Después, con el cuerpo blando, mezclados dulcemente los sudores de su unión, se quedaban tumbados juntos, respirando honda y regularmente.

—Leslie Chippingham —dijo Rita—, ¿te han dicho alguna vez que eres el amante más perfecto del mundo? Él se echó a reír y luego la besó.

—El amor es poesía y la poesía requiere inspiración. En este momento, tú eres eso para mí.

—Tampoco se te da mal la verborrea —repuso ella—. A lo mejor eres periodista.

Al cabo de un rato se quedaron dormidos, y cuando se despertaron, volvieron a hacer el amor.

Al final, inevitablemente, Chippingham y Rita se centraron en la pila de periódicos que él había comprado por el camino. Los diseminaron por encima de la cama y él cogió el Times y ella el Post.

Ambos devoraron los últimos acontecimientos relativos al secuestro de la familia de Sloane, que destacaban la explosión del sábado por la mañana en White Plains del vehículo utilizado por los secuestradores y la consiguiente devastación. Desde una perspectiva profesional, Rita se alegró de que la CBA-News no hubiera omitido ningún dato importante en su cobertura del sábado por la noche. Aunque la prensa publicaba reportajes más extensos, con más reacciones, lo esencial era idéntico.

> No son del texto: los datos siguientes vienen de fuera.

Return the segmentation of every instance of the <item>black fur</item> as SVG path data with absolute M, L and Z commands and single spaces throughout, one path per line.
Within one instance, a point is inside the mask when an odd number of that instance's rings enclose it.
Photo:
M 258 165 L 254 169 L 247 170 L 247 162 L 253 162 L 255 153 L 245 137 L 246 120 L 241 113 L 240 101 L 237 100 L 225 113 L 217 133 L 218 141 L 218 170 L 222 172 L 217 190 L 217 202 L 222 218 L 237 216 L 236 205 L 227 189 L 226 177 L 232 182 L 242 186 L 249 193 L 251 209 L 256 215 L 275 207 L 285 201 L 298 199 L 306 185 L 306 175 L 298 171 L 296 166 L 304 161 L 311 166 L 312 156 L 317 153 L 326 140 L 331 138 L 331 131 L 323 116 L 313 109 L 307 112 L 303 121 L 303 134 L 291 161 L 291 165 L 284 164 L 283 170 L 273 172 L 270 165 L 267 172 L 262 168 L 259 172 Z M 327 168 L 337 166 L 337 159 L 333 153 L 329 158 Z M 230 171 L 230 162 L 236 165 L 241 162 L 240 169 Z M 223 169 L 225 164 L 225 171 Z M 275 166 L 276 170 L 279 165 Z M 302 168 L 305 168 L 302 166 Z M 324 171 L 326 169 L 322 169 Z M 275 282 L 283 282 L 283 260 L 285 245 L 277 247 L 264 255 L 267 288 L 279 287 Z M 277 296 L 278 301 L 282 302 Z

Después de las noticias sobre el secuestro, Rita y Les repasaron la información nacional e internacional, a la que habían dedicado menos atención de lo habitual durante los últimos días. Ninguno de los dos se molestó en leer, y apenas advirtieron, una noticia a una columna que sólo publicaba el Post en las páginas interiores.

CRIMEN PASIONAL DE UN DIPLOMÁTICO

Un diplomático de las Naciones Unidas, José Antonio Salaverry, y su amante, Helga Efferen, han aparecido muertos por arma de fuego ayer sábado en el apartamento de Salaverry situado en la calle Cuarenta y ocho. La policía ha calificado el hecho de «asesinato y suicidio pasionales por celos».

Salaverry era miembro de la delegación peruana ante la ONU. Efferen, ciudadana americana de procedencia libanesa, trabajaba en el banco American-Amazonas, en la sucursal de Dag Hammarskjöld Plaza.

Los cadáveres de la pareja han sido descubiertos a primeras horas del sábado por el encargado de la limpieza. El examen del forense sitúa la hora de la muerte entre las ocho y las once de la noche anterior. La policía afirma poseer una prueba fehaciente de que Salaverry descubrió que Efferen estaba usando su apartamento como base para sus aventuras con otros hombres. Furioso, la mató y luego se suicidó.